Coronel was awarded by the Emperor of Austria the gold medal for art and science for his work in manuscripts.

==Publications==
- "Bet Natan" (1854) Containing a varied version of Berakhot, manuscripts of Cairo, and decisions by Isaiah di Trani the Elder, with an introduction by Coronel.
- "Ḥamishshah Konterisim" (1864) Containing a varied version of Kallah, decisions in jurisprudence by Solomon Tazerat, and a letter of excommunication by David the Exilarch.
- "Seder Rav Amram Gaon" (1865) Containing a liturgy of the geonic period.
- "Teshuvot ha-Geonim" (1871) Rules for the slaughter and examination of animals, by Rabbi Jonah.
- "Zekher Natan" (1872) Selected religious regulations for travelers.

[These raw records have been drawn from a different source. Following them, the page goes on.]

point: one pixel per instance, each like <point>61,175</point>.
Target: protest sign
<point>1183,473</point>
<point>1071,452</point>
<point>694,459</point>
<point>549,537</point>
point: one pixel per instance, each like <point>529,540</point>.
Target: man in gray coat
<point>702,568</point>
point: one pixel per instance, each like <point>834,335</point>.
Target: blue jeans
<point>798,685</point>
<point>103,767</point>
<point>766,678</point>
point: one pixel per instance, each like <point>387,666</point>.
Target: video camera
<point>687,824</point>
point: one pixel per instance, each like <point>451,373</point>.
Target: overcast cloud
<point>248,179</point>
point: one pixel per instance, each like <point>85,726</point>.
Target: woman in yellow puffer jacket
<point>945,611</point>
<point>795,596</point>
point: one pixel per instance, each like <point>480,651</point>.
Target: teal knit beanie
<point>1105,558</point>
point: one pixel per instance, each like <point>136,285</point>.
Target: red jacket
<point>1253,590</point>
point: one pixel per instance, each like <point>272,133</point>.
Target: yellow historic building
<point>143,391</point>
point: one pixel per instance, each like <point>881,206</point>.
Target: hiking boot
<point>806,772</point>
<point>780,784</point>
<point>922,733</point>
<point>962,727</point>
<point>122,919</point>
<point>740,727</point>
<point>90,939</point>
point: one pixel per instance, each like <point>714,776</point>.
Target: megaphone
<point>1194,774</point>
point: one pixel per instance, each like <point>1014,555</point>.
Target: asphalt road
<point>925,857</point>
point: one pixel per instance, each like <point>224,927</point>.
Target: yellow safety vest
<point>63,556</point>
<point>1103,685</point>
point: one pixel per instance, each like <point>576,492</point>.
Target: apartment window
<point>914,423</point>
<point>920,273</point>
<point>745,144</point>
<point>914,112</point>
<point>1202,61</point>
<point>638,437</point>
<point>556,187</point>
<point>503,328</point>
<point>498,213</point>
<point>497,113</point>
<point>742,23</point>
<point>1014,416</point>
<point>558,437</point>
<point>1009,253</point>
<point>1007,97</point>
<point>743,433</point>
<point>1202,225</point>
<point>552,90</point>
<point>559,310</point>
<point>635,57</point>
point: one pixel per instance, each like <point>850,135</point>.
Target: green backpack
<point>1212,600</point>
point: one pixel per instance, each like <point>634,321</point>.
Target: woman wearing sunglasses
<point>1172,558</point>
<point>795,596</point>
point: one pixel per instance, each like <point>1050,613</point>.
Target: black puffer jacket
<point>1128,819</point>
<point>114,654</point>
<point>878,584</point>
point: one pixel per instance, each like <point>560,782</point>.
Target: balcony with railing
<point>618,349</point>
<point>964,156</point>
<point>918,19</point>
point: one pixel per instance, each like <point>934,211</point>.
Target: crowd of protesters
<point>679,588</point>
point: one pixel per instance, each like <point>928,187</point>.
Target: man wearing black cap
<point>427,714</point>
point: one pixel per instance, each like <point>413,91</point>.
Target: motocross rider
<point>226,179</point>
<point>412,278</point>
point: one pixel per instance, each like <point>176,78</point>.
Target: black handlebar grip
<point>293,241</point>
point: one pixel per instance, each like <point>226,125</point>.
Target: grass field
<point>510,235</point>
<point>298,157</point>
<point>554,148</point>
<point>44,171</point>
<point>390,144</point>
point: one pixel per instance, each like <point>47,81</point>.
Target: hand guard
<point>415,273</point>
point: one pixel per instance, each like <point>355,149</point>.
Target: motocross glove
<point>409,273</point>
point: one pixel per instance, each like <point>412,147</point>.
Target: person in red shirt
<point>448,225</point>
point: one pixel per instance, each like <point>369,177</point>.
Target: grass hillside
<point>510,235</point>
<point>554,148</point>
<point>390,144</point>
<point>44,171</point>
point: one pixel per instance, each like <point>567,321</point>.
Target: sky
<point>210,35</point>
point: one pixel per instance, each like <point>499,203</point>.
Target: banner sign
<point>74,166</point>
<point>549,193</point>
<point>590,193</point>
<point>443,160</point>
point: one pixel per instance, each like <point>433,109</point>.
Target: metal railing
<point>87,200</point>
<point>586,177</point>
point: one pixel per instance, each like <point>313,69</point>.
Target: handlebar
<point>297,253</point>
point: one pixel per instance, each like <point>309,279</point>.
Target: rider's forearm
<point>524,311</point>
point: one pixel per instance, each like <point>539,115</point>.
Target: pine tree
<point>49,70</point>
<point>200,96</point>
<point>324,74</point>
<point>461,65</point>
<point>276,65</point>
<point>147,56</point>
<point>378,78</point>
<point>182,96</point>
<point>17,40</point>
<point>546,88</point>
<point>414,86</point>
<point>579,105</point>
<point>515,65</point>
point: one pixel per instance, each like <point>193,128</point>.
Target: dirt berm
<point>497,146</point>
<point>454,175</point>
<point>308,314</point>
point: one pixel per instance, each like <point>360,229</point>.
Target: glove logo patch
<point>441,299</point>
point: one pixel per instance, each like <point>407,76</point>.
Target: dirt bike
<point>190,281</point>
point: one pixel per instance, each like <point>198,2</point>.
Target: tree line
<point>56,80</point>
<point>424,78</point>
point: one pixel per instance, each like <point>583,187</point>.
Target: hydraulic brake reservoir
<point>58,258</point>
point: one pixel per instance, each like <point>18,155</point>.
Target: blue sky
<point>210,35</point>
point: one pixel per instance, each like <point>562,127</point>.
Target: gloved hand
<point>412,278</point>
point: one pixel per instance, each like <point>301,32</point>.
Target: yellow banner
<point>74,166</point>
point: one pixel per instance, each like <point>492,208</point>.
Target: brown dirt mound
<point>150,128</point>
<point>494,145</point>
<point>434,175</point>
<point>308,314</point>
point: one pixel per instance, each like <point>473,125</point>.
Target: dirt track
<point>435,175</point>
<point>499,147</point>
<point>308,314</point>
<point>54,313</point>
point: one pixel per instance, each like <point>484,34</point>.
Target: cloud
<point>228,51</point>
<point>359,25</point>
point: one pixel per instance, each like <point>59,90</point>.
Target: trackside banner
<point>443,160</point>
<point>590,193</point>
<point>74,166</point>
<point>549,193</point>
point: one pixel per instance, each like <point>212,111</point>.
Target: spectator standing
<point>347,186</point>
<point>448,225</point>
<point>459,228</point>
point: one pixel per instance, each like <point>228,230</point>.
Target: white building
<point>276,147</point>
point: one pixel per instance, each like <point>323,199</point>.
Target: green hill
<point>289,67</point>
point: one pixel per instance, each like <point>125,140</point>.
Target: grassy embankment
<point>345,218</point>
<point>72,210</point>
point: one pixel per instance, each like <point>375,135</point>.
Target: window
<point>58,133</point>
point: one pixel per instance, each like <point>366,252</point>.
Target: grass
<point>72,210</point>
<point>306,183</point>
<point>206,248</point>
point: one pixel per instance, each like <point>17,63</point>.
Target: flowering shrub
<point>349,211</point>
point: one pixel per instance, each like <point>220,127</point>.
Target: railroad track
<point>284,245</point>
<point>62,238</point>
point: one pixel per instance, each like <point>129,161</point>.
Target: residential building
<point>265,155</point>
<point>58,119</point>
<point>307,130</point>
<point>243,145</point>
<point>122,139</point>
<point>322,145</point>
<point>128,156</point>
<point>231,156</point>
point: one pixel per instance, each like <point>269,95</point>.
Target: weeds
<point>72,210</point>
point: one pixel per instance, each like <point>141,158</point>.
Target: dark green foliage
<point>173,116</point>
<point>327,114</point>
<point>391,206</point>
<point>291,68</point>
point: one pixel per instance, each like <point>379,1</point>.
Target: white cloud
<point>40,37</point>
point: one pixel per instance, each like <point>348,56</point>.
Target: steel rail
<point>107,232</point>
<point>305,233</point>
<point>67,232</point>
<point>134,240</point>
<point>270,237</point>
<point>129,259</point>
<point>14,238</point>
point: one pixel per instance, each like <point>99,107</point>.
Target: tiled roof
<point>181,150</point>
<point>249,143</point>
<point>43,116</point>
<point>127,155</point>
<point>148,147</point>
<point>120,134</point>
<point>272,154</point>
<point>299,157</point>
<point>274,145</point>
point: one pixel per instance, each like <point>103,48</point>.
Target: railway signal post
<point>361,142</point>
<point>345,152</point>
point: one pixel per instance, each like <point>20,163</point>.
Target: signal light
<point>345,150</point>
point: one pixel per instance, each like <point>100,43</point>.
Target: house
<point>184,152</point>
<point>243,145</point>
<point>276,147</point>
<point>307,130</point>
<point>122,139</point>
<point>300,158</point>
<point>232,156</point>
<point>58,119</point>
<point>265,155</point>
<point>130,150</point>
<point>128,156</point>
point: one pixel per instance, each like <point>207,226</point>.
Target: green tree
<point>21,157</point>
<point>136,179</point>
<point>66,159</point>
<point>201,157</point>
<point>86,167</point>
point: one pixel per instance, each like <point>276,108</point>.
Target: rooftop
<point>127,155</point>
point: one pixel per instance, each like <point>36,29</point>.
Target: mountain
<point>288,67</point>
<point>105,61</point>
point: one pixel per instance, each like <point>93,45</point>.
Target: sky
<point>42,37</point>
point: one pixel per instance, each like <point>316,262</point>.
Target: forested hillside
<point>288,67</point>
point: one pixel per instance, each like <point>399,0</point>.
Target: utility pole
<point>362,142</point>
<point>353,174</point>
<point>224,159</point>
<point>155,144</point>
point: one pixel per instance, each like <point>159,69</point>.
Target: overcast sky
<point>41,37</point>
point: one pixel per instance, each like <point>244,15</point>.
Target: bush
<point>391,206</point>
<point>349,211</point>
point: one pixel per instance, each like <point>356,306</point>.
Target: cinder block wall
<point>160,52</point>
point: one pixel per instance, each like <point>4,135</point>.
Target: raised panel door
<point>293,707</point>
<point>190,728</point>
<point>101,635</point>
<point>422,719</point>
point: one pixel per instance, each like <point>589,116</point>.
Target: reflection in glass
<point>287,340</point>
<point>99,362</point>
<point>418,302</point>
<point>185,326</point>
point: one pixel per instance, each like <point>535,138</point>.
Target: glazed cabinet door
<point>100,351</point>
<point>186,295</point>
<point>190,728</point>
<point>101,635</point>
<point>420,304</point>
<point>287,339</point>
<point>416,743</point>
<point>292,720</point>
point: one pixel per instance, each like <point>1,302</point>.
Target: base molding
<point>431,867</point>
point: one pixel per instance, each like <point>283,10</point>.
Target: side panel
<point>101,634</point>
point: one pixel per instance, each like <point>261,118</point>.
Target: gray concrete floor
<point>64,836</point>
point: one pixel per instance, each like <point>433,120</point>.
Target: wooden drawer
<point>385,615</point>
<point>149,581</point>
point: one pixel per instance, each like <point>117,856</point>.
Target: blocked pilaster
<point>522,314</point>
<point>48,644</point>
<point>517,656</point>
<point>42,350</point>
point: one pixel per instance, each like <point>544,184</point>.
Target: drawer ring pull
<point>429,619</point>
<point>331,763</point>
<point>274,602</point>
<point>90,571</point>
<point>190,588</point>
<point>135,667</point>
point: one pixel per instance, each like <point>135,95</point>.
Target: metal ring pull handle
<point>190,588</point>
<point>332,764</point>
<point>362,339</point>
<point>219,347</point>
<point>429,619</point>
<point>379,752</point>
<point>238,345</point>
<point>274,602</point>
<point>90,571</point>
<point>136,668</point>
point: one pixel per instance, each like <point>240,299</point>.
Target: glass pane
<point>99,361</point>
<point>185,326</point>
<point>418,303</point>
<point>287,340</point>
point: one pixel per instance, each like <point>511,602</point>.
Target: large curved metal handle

- "Piske Ḥalah" (1876) Decisions by Solomon ben Adret in reference to appropriating ḥallah (the priests' share of the dough), and decisions by Jacob ben Zahal of Jerusalem. Coronel, in his own essay, Ḥakor Davar [Search out a Matter], attempted to establish a precedent for the exemption, like the Levite tithe, of the appropriation of ḥallah outside the Holy Land, for which he was rebuked by the rabbis of Jerusalem.
- "Alfasi Zuta" (1885) By Menahem Azariah da Fano, with Coronel's commentary.